ALL ABOUT: Spice Blends
We use a generous amount of spices in our slow-cooker dishes to prevent their flavors from becoming muted over the long cooking times. To keep things easy, we rely on spice blends where we can–that way, we don’t have to keep our spice rack stocked to the gills, and we can keep prep time to a minimum. To increase their flavor, we often bloom the spices in oil in the microwave. Here are a few spice blends we keep on hand.
Garam Masala
We like to keep a jar of good garam masala in our pantry to add its warm, complex flavor to curries and stews. It comes in many variations but consistently includes black pepper, cinnamon, coriander, cardamom, and dried chiles. It may also have cumin, cloves, fennel, mace, or nutmeg. It’s useful for replicating the varied spice mixes in traditional dishes from India to Morocco–we put it to use in both our Pork Vindaloo and our Moroccan-Spiced Beef Stew. Garam masala also makes a quick, tasty spice rub for our Spiced Pork Tenderloin with Couscous. To find the best supermarket brand, we tested five widely available brands. One of the more traditional mixtures, McCormick Gourmet Collection Garam Masala, was the favorite, winning praise for its “mellow,” “well-balanced” aroma. To make 1 tablespoon of your own, combine 2 teaspoons ground coriander, ½ teaspoon ground black pepper, and ¼ teaspoon each ground cardamom and ground cinnamon.

Herbes de Provence
Herbes de Provence is a mixture of the herbs used most frequently in the south of France. Usually a combination of basil, fennel seeds, lavender, marjoram, rosemary, sage, summer savory, and thyme, it is a great one-stop source for bold herbal flavor. We use it to season our Provençal-Style Chicken Stew and other Mediterranean dishes. If you can’t find herbes de Provence, you can make your own by combining 2 teaspoons each dried marjoram and dried thyme, 1 teaspoon each dried basil, dried sage, and crumbled dried rosemary, and ⅛ teaspoon ground fennel.

Spice Storage
Don’t store spices on the counter close to the stove since heat, light, and moisture shorten their shelf life. Keep them in a cool, dark, dry place in well-sealed containers.
Taco Seasoning
Look at your favorite chili recipe and you will see a long list of spices. That’s why when we are looking for a quick and easy way to season chili, we skip rummaging through our spice cabinet and simply grab a packet of taco seasoning.

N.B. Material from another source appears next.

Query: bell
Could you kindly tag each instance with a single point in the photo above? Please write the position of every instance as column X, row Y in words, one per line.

Not just for taco night anymore, it has the chili powder, cumin, oregano, and other Southwestern spices that are key to a great chili, like our Easy Barbecue Turkey Chili, and other Tex-Mex greats.

Chili Powder
There is no single recipe for chili powder, but it is most commonly a blend of roasted dried chiles, garlic powder, oregano, ground cumin, and sometimes salt. We use it to add bold flavor and plenty of spicy kick to our classic chilis and to spice rubs and marinades. When shopping for chili powder, be careful not to confuse it with chile powder (also often spelled chili powder), which is made solely from chiles without additional seasoning. The volatile oils in chiles lose potency within a few months, so be sure to replace your chili powder regularly. Click here for information on the test kitchen’s favorite brand of chili powder.

Cajun Seasoning
Cajun seasoning can vary quite a bit, but generally these blends are boldly flavored and include garlic, onions, chiles, black pepper, mustard, and celery. They reflect the flavor profiles found in Cajun cuisine, which originated with French immigrants in Louisiana and incorporates both French and Southern influences. Since mixing up our own Cajun spice blend can be time-consuming and costly, we turn to the spice aisle at our supermarket for a premade blend.